Perché la spalla fa così spesso male
Il dolore alla spalla è uno dei disturbi muscolo-scheletrici più frequenti nella vita adulta. Spesso compare a ondate, in modo insidioso, fino a limitare gesti quotidiani come vestirsi, pettinarsi, sollevare la borsa dell’acqua o dormire sul lato dolente. La dottoressa Veronica Zamboni, osteopata, parte da una definizione concreta dell’area in causa: “Quando parliamo di dolore alla spalla, parliamo di quell’articolazione fondamentalmente composta da omero, scapola e clavicola, ovviamente tenuta insieme da legamenti, borse, capsule, muscoli, la famosa cuffia dei rotatori di cui tanto parliamo e sicuramente quando c’è dolore alla spalla una di queste strutture è quella interessata.”

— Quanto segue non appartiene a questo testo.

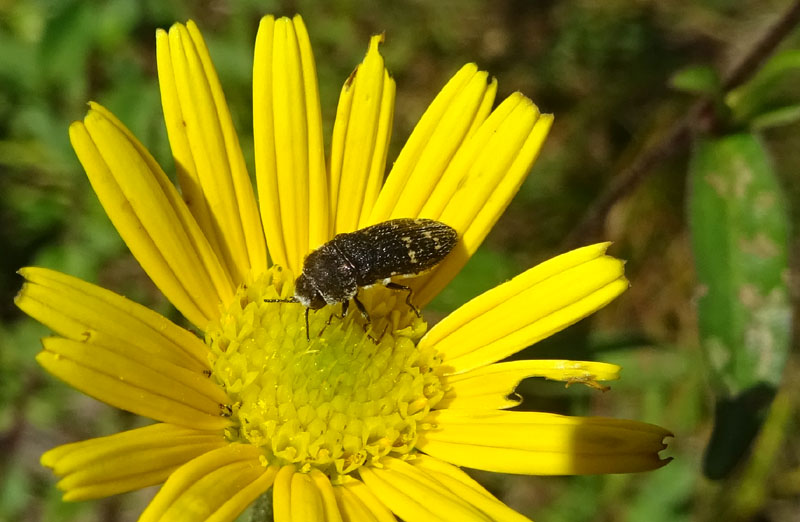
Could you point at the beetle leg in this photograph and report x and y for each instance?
(396, 286)
(308, 332)
(367, 320)
(362, 309)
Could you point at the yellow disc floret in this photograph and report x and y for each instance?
(345, 398)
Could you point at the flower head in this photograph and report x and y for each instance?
(347, 420)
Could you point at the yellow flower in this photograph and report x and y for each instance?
(343, 426)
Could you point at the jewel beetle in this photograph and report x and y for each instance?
(334, 272)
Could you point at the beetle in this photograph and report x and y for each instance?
(334, 272)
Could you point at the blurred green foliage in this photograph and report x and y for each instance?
(616, 74)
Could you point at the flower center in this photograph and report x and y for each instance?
(342, 399)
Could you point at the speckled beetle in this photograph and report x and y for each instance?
(334, 272)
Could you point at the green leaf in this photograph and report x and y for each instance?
(773, 88)
(739, 230)
(698, 79)
(776, 118)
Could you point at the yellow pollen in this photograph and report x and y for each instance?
(337, 402)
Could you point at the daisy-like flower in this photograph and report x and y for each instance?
(341, 425)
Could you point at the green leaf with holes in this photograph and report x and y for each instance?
(771, 97)
(739, 229)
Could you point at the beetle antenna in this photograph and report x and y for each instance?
(292, 300)
(287, 300)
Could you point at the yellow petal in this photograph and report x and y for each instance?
(541, 443)
(465, 487)
(287, 130)
(361, 136)
(152, 388)
(412, 495)
(282, 494)
(84, 312)
(359, 504)
(150, 216)
(530, 307)
(325, 489)
(126, 461)
(449, 120)
(216, 486)
(489, 387)
(205, 145)
(480, 182)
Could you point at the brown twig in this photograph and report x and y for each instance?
(679, 134)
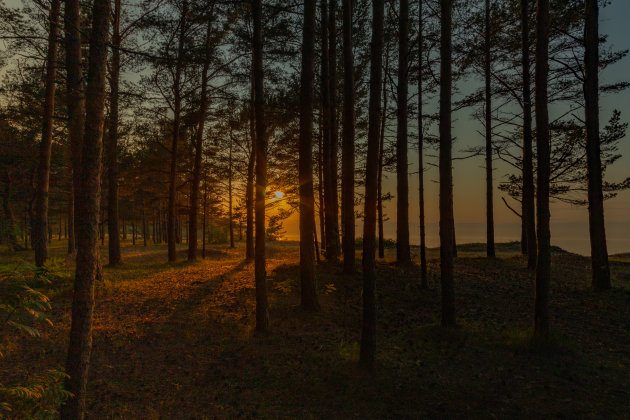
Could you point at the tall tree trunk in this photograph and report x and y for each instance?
(262, 315)
(490, 252)
(111, 150)
(528, 201)
(423, 247)
(328, 172)
(230, 213)
(403, 254)
(347, 164)
(599, 249)
(447, 231)
(88, 210)
(177, 104)
(249, 193)
(381, 153)
(368, 333)
(305, 163)
(196, 178)
(543, 266)
(40, 218)
(320, 182)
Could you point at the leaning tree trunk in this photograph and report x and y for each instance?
(88, 209)
(347, 164)
(447, 233)
(196, 178)
(543, 267)
(111, 149)
(599, 249)
(40, 218)
(403, 254)
(490, 252)
(177, 104)
(423, 248)
(305, 163)
(262, 315)
(368, 333)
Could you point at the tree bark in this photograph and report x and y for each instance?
(543, 266)
(423, 247)
(196, 179)
(40, 218)
(490, 251)
(88, 210)
(112, 144)
(597, 228)
(177, 103)
(309, 299)
(381, 153)
(447, 232)
(262, 315)
(528, 201)
(368, 333)
(347, 164)
(403, 253)
(249, 193)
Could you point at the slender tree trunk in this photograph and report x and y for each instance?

La spalla non è un solo “snodo”, ma un complesso che include l’articolazione Gleno-omerale, l’acromion-claveare, lo sterno-claveare e lo scorrimento scapolo-toracico. Proprio questa ricchezza di relazioni rende facile “scaricare” in spalla sovraccarichi provenienti da altre regioni. Zamboni lo sottolinea con un passaggio chiave: “Scopriremo che ci sono tante altre varianti, tante altre cause che possono concorrere al dolore alla spalla, ad esempio la colonna cervicale, la colonna dorsale.” La letteratura clinica conferma il dialogo tra collo e spalla: patologie cervicali possono generare dolore percepito alla spalla e viceversa, con aree di sovrapposizione che richiedono un inquadramento accurato fin dalla prima visita. (PMC)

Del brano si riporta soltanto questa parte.